# Background Image



## y2s82 (Dec 24, 2010)

For some time, I've been trying to find a background image for the desktop that's related to FreeBSD.  There are definitely good ones out there, but i just kept getting the feeling that the whole collection seemed bit lacking, deserving more for such a superb contender in the OS world.  
Well, one day I got bored and desperate enough to make one.  I'm far from artistic, horribly awkward-looking stick men being my best piece, so of course it didn't come out right, but I don't mind it and have decided to share in case someone takes fancy on it   What's more, I'd hope there are others like me out there who just wanted to make another wallpaper.  If you have, or know someone who have, please post yours here, too.  If I'm at all lucky, perhaps we'll get a whole fresh batch of background images for others to stare at   In the mean time, here's mine 

here


----------



## graudeejs (Dec 24, 2010)

Nice (I think red color might look better)
Here's my 2 cents:
http://files.bsdroot.lv/my/FreeBSD/Artwork/wallpapers/

btw, have you seen this thread:
http://forums.freebsd.org/showthread.php?t=403&highlight=artwork
?
Some nice links there

EDIT:
Just noticed, that on my server all wallpapers are same size for some reason. (hmm, i wonder how did that happen)
I will upload correct wallpapers in few minutes.


----------



## rbelk (Dec 24, 2010)

Y2s82, I try to keep up with FreeBSD wallpapers and put them on my Wallpaper Site. I hope you find some that you like.


----------



## ckester (Dec 24, 2010)

rbelk,

Dunno if it's good enough for your collection, but here's my wallpaper:





A simple gradient fill with the FreeBSD logo superimposed.  I tried to get the gradient to correspond to the highlighting on the daemon.  A lot of wallpapers don't pay attention to the implied light source, and I think it ruins the effect.

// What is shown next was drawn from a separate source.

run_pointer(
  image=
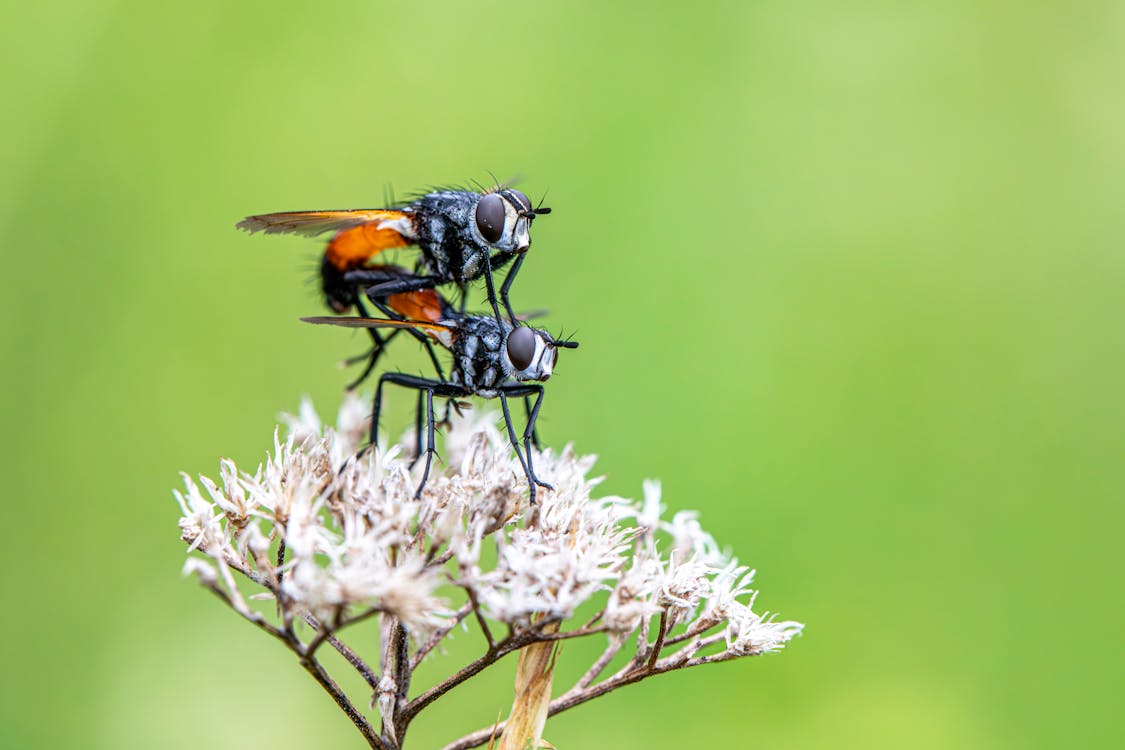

Unlike most people it seems, I like light backgrounds.  I also like the way the khaki or bamboo-ish greenish-yellow brings out the red of the stylized daemon.  

But as they say, there's no sense in arguing about taste.


----------



## rbelk (Dec 24, 2010)

ckester said:
			
		

> rbelk,
> 
> Dunno if it's good enough for your collection, but here's my wallpaper:
> 
> ...



Thanks Ckester, it has been uploaded. Anyone can subscribe to the RSS feed on the right side of the web page page and receive updates when I upload new Wallpapers.


----------



## y2s82 (Dec 25, 2010)

This IS Chrstimas!   Thanks a bunch guys.
Thanks for showing me the links to the previous posts.  Some I've seen before, but some were new 
It's great to see that our beloved OS is getting some attention   I feel like going and making some more hmmm   Maybe in red, like killasmurf86 suggested


----------